[The Daily Star]建物は壁や屋根以上の存在となり得ます。記憶、アイデンティティ、そしてその場所の歴史を担う存在です。しかしながら、パレスチナでは、建物は爆撃され、家屋は常に破壊の脅威にさらされ、土地は警告なしに接収され、容赦ない監視と統制によって日常の移動が制限されています。ダッカを訪れたパレスチナ人建築家で教育者のサラ・カシブ氏は、パレスチナの人々が直面している恐怖、そして建築と都市計画がいかにレジリエンス(回復力)と抵抗力を高める強力なツールとなり得るかを語りました。
「パレスチナ、特にガザで起こっていることは、メディアでは十分には伝えられない」と、現在建築工学科の講師として働いているハシブ氏は指摘する。 世界が恐怖に震える中で大量破壊が繰り広げられる中、主流ニュースの舞台裏には、数え切れないほどの困難と抑圧が潜んでいます。ハシブ氏は、パレスチナの土地を戦略的に細分化し、人々、資源、そしてシステムを分断することで、人々をより脆弱な立場に追い込み、日々の生活に必要な物資を奪っている現状について語りました。
彼女はまた、領土が分割されているため、パレスチナ全土にわたる地域計画の実行が困難であることについても語った。
「それぞれの建物には記憶、意味、そして存在への主張が込められています」と、ある学者は述べた。「ですから、土地への介入は、たとえそれが小規模で一時的なものであっても、大きな意味を持ちます。しかし、パレスチナの都市のほとんどが軍事地域や障壁に囲まれているため、都市の拡大は大きく制限されています。」
「パレスチナの状況におけるデザインと計画は、抵抗と回復力の行為として解釈されなければならないと私は信じている」とハシブ氏は述べた。
意図的に分断され、コミュニティが孤立した集落に分断された土地に、ハシブはチャンスを見出している。立ち退きを拒否し、地元の資材を使って建築を行い、危険に直面しても土着の美観を守り続けることで、これらの集落を自給自足の空間へと変貌させ、パレスチナの人々は脆弱性を強さへと変えている。
「学者として、学生たちに自分たちのデザインを活用してパレスチナ人のアイデンティティと存在を高め、守る力を与えることに責任を感じています」とハシブ氏は述べた。
彼女は、ビルゼイト大学の同僚であるモハメド・アブアルロブ・カーンとともに、空間の断片化のような制御ツールを抵抗のツールとして再考する方法を研究していた。
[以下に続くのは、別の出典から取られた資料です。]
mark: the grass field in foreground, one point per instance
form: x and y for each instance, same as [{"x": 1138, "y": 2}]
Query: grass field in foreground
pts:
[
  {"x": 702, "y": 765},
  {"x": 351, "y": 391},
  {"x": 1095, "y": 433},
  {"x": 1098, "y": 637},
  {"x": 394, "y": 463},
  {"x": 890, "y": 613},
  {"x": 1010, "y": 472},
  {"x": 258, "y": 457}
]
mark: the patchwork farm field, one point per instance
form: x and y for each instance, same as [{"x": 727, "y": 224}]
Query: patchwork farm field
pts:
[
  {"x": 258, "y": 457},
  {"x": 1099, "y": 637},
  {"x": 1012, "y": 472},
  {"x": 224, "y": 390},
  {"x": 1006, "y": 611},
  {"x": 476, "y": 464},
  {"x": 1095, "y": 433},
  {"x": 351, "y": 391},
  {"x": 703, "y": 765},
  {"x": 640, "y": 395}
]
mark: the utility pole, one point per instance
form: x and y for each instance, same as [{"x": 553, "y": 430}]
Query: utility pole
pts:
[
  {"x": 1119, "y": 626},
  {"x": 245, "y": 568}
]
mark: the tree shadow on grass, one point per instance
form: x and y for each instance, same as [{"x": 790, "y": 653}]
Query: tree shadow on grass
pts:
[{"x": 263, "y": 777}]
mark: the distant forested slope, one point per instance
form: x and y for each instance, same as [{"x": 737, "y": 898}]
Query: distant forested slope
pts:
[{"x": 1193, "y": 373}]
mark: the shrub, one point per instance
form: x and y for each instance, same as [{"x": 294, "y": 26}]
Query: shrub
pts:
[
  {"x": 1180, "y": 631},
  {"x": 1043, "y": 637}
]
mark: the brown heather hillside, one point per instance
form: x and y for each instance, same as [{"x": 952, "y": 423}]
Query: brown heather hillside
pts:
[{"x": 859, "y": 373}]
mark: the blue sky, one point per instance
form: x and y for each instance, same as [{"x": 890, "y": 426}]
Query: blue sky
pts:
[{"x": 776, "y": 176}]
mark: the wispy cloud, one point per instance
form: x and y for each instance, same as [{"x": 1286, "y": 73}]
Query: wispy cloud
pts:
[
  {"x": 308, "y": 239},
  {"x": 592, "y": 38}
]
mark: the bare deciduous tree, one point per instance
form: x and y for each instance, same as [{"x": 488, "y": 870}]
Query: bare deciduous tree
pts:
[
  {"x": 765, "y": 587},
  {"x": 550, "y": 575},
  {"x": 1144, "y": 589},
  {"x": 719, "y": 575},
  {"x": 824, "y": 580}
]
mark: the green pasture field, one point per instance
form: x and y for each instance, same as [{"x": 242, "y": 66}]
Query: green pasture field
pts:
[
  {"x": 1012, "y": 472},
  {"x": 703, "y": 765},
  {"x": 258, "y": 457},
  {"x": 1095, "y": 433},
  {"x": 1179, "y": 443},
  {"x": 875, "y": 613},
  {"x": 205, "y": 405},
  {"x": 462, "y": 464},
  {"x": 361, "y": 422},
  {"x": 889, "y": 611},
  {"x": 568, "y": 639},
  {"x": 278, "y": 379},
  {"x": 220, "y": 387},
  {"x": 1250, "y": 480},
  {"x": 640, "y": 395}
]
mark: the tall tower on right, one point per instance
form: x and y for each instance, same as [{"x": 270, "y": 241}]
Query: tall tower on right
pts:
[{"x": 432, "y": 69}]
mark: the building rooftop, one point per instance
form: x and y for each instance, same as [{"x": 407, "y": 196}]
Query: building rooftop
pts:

一例として、ヨルダン川西岸地区にあるハーン・アル・アフマルのベドウィン共同体が挙げられます。彼らは孤立し、破壊命令の対象となったにもかかわらず、リサイクル材で手作りした家や学校に頼り、何度も修繕を行い、共同体の中で社会的なネットワークを築いていました。
「パレスチナにおける建築と都市計画は、生き残り、回復力を高め、そしてパレスチナ人のアイデンティティの消滅に立ち向かうためのツールとなっています」とハシブ氏は説明した。「歴史的アイデンティティを守りつつ、適応性の高い空間を設計することは、建物や美観の問題だけでなく、留まり、再建し、記憶することの問題でもあるのです。」
バングラデシュの建築学生や実務家に対し、ハシブ氏はより深い関与を促した。「会話、批判的な議論、そして研究に参加してください。自分の声とプラットフォームを使って発言してください」とハシブ氏は強調した。「パレスチナの学生や研究者との協力は常に奨励され、歓迎されています」と付け加えた。
会話の最後に、ハシブさんはダッカ滞在中に経験した愛、優しさ、そして深い連帯感について思いを巡らせました。「思いやりがあり、知的で、ニュースの見出しの先にあるパレスチナの生活について熱心に学ぼうとする人々に出会えたことは、私にとって信じられないほど感動的な経験でした」と、彼女は喜びを込めて振り返りました。
ハシブ氏は最後に、パレスチナとバングラデシュのより深いつながりを描き、「私が最も感動したのは、パレスチナとバングラデシュの両国の歴史を結びつける考察であり、それによって豊かで刺激的な議論の場が開かれた」と述べた。
最後に、サラ・カシブさんにバングラデシュの観客に伝えたいことを一つ尋ねたところ、彼女は力強い言葉をくれました。「どうか、常に覚えておいてください。」
彼女自身の言葉によれば、「パレスチナの人々の闘争を目撃し、彼らの生存権と祖国への帰還権を守ることが重要だ」という。